ADF&G area management biologist Neil Barten briefed the Dillingham City Council at the October meeting last week.
“They had a cleared off spot for the dumpster, they had a fence around it for the off hours. There was very little available for bears. It was a lot safer, cleaner, nicer for people to dump their fish. And it was kind of a winning situation, from what I can see,” he said.
In previous years the fish bin has been located outside the landfill and was open 24 hours a day. Though convenient, at times it got messy; when it was full, people sometimes put their salmon remains next to the dumpster, not in it. The mess and the exposed location attracted bears.
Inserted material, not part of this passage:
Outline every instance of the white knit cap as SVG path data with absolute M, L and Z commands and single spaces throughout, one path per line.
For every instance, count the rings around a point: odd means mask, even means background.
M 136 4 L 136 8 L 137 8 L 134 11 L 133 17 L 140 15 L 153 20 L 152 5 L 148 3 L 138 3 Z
“It just wasn’t very safe," Barten said. "You go to dump your fish, especially late at night, and you kind of have to have your head on the swivel, because as you dumped in, right behind you there were trails coming out of the bushes, right in front of you there were trails coming out of the bushes. Right in front of you there were trains coming out of the bushes. And the bushes weren’t very far away. So, it was just an unsafe, really, way to handle it.”
According to Barten, the number of bear incidents around town this summer also decreased – a testament to the dumpster’s success.
City council members applauded the volunteers who spearheaded the effort. They also expressed appreciation for Dillingham residents for complying with the safety effort even if the limited hours were less convenient.